I made some modest progress on the article this past week. One area that I worked to develop was my section on Brethren in Christ women and the “Evangelical turn.” As I mentioned in another update, this section tries to answer a very broad question: How were women affected by the Brethren in Christ Church’s encounters with Evangelicalism, especially in the 1950s and 1960s?
Here’s what I’m suggesting: On the one hand, Evangelicalism empowered Brethren in Christ women, specifically allowing greater liberty on church practices like plain dress and the head covering. On the other hand, Evangelicalism simultaneously disempowered Brethren in Christ women, as it supplied the Brethren in Christ with ways to talk about male-female gender roles in the church that did not rely on symbols like dress.
What does this mean? Well, I first had to explain the symbolism and significance of Brethren in Christ women’s dress.
Here, I was aided by two books. The first was Peace and Persistence by M. J. Heisey, a Brethren in Christ scholar who teaches at SUNY Potsdam. From Heisey, I learned that Brethren in Christ women often bore the burden of the public practice of nonconformity, the doctrine that shaped their alternate ways of living in and relating to the larger society.
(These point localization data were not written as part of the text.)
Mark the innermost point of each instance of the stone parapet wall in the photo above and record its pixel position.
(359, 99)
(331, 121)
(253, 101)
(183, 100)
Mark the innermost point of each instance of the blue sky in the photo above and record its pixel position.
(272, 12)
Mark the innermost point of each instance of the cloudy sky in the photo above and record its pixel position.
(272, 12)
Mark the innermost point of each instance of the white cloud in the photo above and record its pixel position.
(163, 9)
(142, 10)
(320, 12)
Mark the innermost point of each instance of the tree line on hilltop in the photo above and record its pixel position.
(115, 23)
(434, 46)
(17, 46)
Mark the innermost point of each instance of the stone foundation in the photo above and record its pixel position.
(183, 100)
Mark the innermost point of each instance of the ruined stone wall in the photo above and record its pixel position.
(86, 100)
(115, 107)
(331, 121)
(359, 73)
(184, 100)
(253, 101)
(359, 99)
This assertion reflected some of what I’d learned in my research: mainly, that Brethren in Christ women often felt that they were more “different” than their male counterparts, whose plain dress requirements were not nearly as distinctive as the women’s. Moreover, Heisey provides evidence that many Brethren in Christ women, especially in the first part of the twentieth century, saw plain dress as a form of empowerment and symbol of equality with men, even though the literature of the denomination explicitly described plain dresses and head coverings as symbols connoting women’s subordinate status to men.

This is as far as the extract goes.